# Data Preprocessing

In [23]:
# import context manager: SparkSession
from pyspark.sql import SparkSession
import pyspark.sql.functions as F

spark = SparkSession.builder \
        .master("local[*]") \
        .appName("mllib_classifier") \
        .config("spark.executor.memory", '20g') \
        .config('spark.executor.cores', '2') \
        .config('spark.executor.instances', '3') \
        .config("spark.driver.memory",'1g') \
        .getOrCreate()

sc = spark.sparkContext

from pyspark.sql import SQLContext
sqlContext = SQLContext(sc)

## Benchmark DF Approach

In [24]:
data_file = spark.read.csv("/../../project/ds5559/Alice_Ed_Michael_Sam_project/BigTrips.csv", header=True)

In [25]:
data_file.printSchema()

root
 |-- Trip ID: string (nullable = true)
 |-- Trip Start Timestamp: string (nullable = true)
 |-- Trip End Timestamp: string (nullable = true)
 |-- Trip Seconds: string (nullable = true)
 |-- Trip Miles: string (nullable = true)
 |-- Pickup Census Tract: string (nullable = true)
 |-- Dropoff Census Tract: string (nullable = true)
 |-- Pickup Community Area: string (nullable = true)
 |-- Dropoff Community Area: string (nullable = true)
 |-- Fare: string (nullable = true)
 |-- Tip: string (nullable = true)
 |-- Additional Charges: string (nullable = true)
 |-- Trip Total: string (nullable = true)
 |-- Shared Trip Authorized: string (nullable = true)
 |-- Trips Pooled: string (nullable = true)
 |-- Pickup Centroid Latitude: string (nullable = true)
 |-- Pickup Centroid Longitude: string (nullable = true)
 |-- Pickup Centroid Location: string (nullable = true)
 |-- Dropoff Centroid Latitude: string (nullable = true)
 |-- Dropoff Centroid Longitude: string (nullable = true)
 |-- Dropoff 

Raw data file is ~12 gigabytes.

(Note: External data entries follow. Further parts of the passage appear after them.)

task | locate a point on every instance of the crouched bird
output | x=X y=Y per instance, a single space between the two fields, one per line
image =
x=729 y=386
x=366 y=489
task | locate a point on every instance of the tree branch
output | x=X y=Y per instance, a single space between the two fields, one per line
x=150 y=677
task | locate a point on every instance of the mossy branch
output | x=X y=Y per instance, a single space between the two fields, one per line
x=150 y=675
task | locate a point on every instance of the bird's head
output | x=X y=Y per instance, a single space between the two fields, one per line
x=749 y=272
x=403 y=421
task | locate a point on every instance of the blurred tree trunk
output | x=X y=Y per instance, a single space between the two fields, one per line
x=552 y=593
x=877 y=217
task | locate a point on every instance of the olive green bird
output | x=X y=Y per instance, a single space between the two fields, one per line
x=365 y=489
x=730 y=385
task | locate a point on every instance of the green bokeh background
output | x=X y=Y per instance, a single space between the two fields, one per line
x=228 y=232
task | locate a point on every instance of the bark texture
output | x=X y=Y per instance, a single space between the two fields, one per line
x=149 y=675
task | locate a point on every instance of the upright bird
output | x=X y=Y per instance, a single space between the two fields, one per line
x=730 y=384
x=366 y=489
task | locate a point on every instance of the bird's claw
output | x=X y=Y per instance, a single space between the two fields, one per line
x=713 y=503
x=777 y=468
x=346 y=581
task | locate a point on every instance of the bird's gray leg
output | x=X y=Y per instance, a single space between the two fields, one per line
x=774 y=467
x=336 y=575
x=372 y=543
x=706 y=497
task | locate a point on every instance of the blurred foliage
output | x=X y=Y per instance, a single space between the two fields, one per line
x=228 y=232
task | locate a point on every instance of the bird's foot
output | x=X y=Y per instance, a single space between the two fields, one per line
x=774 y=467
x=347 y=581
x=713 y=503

Take a 25% sample, stratified by sample, to get a 3 gigabyte file. Commented out line is for testing smaller subsamples.

In [26]:
#final_DF = data_file.sample(0.25).sample(0.0001)
final_DF = data_file
del(data_file)
final_DF.cache()

DataFrame[Trip ID: string, Trip Start Timestamp: string, Trip End Timestamp: string, Trip Seconds: string, Trip Miles: string, Pickup Census Tract: string, Dropoff Census Tract: string, Pickup Community Area: string, Dropoff Community Area: string, Fare: string, Tip: string, Additional Charges: string, Trip Total: string, Shared Trip Authorized: string, Trips Pooled: string, Pickup Centroid Latitude: string, Pickup Centroid Longitude: string, Pickup Centroid Location: string, Dropoff Centroid Latitude: string, Dropoff Centroid Longitude: string, Dropoff Centroid Location: string]

In [27]:
#https://stackoverflow.com/questions/53304688/spark-date-format-mmm-dd-yyyy-hhmmss-am-to-timestamp-in-df
#https://spark.apache.org/docs/latest/sql-ref-datetime-pattern.html
#start_times = final_DF.select("Trip ID","Trip Start Timestamp")
#st = start_times.withColumn("Trip_Start_Timestamp",F.to_timestamp(F.col("Trip Start Timestamp"), "MM/dd/yyyy hh:mm:ss a"))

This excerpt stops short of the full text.